Zaten ısıran, tırmalayan bir kedi hiç olmadı benim minnak. Şimdi oyun-moyun kendini azıcık kaybettiği durumlarda ''Hayır!'' demem yetiyor normale dönmesine.
Bu olaydan bir saat sonra yine kucağımda mırlıyor-purluyordu o ayrı mesele. Sanki o olay hiç yaşanmamıştı.
Aynı şebekliklere, oyunlara, şirinliklere kaldığı yerden devam ediyordu. Balık hafızası var benimkinde :)

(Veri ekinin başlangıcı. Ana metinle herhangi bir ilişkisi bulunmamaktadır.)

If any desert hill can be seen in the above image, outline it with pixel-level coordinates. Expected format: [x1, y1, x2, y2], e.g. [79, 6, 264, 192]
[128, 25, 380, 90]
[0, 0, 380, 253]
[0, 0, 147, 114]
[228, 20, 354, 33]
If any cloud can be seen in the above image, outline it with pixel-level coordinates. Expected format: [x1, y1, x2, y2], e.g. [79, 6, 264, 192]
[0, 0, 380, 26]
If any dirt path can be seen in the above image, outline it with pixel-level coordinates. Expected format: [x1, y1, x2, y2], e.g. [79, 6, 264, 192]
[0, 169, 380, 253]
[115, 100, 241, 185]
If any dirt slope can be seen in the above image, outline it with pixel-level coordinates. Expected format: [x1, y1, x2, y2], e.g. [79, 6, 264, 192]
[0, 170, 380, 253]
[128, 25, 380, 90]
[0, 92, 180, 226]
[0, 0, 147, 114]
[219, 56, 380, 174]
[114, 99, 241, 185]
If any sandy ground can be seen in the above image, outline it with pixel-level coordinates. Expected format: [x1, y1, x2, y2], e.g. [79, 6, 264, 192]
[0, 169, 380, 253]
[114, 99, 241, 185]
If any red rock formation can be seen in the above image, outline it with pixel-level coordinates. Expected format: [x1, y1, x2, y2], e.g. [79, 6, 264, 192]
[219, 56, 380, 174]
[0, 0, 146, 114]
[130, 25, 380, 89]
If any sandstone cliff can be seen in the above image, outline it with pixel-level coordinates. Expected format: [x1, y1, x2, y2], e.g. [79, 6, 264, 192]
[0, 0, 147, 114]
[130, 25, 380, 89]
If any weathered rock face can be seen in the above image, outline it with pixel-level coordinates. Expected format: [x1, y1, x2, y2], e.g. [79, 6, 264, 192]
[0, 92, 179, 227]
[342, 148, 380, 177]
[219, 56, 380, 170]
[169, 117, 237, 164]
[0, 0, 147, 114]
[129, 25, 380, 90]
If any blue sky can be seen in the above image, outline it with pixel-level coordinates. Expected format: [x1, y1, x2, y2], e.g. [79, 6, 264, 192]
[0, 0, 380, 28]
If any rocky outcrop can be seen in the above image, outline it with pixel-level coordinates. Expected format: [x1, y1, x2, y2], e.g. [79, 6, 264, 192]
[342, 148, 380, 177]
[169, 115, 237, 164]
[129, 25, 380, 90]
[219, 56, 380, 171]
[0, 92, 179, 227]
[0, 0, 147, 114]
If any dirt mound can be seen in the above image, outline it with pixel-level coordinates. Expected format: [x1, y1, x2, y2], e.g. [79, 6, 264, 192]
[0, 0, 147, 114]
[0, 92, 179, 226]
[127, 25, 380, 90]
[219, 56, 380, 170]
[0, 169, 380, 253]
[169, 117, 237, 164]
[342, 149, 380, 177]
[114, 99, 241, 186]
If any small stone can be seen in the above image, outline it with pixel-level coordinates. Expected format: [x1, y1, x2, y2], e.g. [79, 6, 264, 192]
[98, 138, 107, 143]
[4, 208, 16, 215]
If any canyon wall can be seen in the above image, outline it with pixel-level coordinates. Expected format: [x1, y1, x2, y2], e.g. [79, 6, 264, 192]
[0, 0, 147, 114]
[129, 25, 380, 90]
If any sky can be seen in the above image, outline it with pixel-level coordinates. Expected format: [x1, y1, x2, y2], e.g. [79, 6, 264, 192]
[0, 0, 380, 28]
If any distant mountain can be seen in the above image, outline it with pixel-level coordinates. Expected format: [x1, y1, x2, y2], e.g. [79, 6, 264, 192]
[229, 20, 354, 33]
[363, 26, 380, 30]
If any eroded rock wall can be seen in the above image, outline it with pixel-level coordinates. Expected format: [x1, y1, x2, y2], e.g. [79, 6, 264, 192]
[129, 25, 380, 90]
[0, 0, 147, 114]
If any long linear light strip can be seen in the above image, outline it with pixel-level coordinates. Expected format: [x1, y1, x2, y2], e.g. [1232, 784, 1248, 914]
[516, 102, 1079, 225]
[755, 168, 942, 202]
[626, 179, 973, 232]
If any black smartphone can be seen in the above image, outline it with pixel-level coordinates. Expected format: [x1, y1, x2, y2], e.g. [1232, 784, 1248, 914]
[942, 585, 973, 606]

Neyse, bu olayın dışında Bal'ım neler yapıyor buyurun görün:


Bulduğu her poşetin içine kafasını sokuyor, üzerine çıkıyor :)
Gazete, kağıt, tişört; üzerine oturmazsa olmaz :) Bir de iyi avcıdır benim Bal'ım, minicik bir sinek-sivrisinek görmesin, dili çözülüyor, deliriyor, bir yandan miv! miv! konuşup, diğer yandan evde bulduğu tüm mobilyaların üzerine çıkarak sineğe ulaşmaya çalışıyor :)

Bir de, geçenlerde balkonu kapatmak için aldığımız malzemeler hava koşullarından dolayı bekliyordu. Geçen hafta sonu hava güneşli ve ılık olunca nihayet balkonu korumalı yapabildik.
Bu işlemler yapılırken bizim minnak sürekli teftişteydi tabisi de :)


Hep diyorum; şundaki keyif bende olsa sanırım bir yüz elli yıl yaşarım :)
Ve hatta; ölmem!


Kedinizi sevin, çok sevin. Öpün-koklayın-bağrınıza basın :)
Ama sizi oyun bile olsa ısırmasına, tırmalamasına izin vermeyin. Bırakın oyuncaklarını, tırmalama aparatlarını tırmalasın.
Veya halının bir köşesini kıstırsın dört pati arasına -benim minnakın günde üç-beş öğün yaptığı gibi- fıtı-fıtı yapsın :)
Kendisinin diğer ismi ''Master of fıtı-fıtı'' olup bu işin alasını yapmaktadır :)

Kalın sağlıcakla :)

Hanimiş: bu ısırılma sonrası ''Ne yapacaksın şimdi? Evde tutacak mısın o kediyi daha?'' diye soranlara akıl-fikir diyorum! Sizden bi cacık olmaz!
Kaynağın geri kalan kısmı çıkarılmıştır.